Currently, 1 in 4 women at reproductive age will have an abortion before the age of 45, Director of Media and Communications at Planned Parenthood (PP) of Michigan & PP Advocates of Michigan Ruth Lednicer said.
“Everyone wants to think they don’t know someone that’s had one, but everyone, pretty much by a certain age, knows someone who’s had one,” she added.
All PPs of Michigan now offer patients the option to set up an appointment online through the PP of Michigan website as of Jan 15. Appointments can be set up for a range of services, including general health care, STD testing and treatment, access to the morning-after pill, pregnancy testing and abortion consultation and services.
Marquette is home to the only PP in the Upper Peninsula. This PP is not only the No. 1 provider of abortion for U.P. women, but also for women in Northern Wisconsin and Northern Minnesota, Lednicer said.
Though abortion is available in Marquette, PP also provides contraception and health services to prevent pregnancy before it happens, Lednicer said.
“The reality is that the abortion rate right now in this country is the lowest it’s ever been and that’s been because we’ve really expanded women’s access to birth control,” Lednicer said. “We’ve got the lowest unintended pregnancy rate in 30 years. We’ve got the lowest teenage pregnancy rate ever.”
Abortion services provided through the Marquette PP were reinstated in 2015 after there had been a break in service while searching for a physician. Currently, medication abortion is available at their facility, according to the Marquette PP website.
Travel and time constraint can be limiting to women looking to get an abortion because medication abortion must be administered within the first 10 weeks of conception, Lednicer said.

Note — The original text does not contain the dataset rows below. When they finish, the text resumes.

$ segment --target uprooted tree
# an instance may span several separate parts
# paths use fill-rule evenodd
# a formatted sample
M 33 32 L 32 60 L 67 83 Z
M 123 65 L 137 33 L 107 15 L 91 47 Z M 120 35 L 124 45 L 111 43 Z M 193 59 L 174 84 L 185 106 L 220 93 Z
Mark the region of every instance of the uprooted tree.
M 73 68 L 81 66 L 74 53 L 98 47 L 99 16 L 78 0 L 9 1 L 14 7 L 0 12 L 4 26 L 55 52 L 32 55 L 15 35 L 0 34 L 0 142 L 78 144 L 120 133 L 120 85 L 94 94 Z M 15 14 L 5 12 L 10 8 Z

If a woman was seeking abortion as of 2014, 89 percent of counties in Michigan did not have clinics that provided abortion and 40 percent of women in Michigan lived in these counties, Lednicer said. This meant women in counties without a clinic would have to travel an average of 40 minutes for abortion services, she added.
“These things are limiting to a woman whose made a choice to terminate a pregnancy, which is a very personal choice and a hard choice for a woman to make often,” Lednicer said.
Other factors that limit a woman’s ability to get an abortion include Targeted Regulation of Abortion Providers (TRAP) laws that, depending on the state, can require women to wait 24 hours after receiving and reading state mandated information that discourages abortion before getting the procedure. In Wisconsin, women are also required to get an ultrasound before getting an abortion.
“Even though it is a legal medical procedure that is constitutionally protected at this point, what has happened is through availability and through various TRAP laws that have been put in place, making it harder for institutions to offer [abortion], it has come down to women having to jump through a lot of hoops depending on what state they live in, depending on what availability is to access what is a legal, constitutionally protected medical procedure.”
PP welcomes any questions about services, Lednicer said.
“The biggest thing I would say is that anyone who finds themselves in a situation where they want more information should call the health center directly.”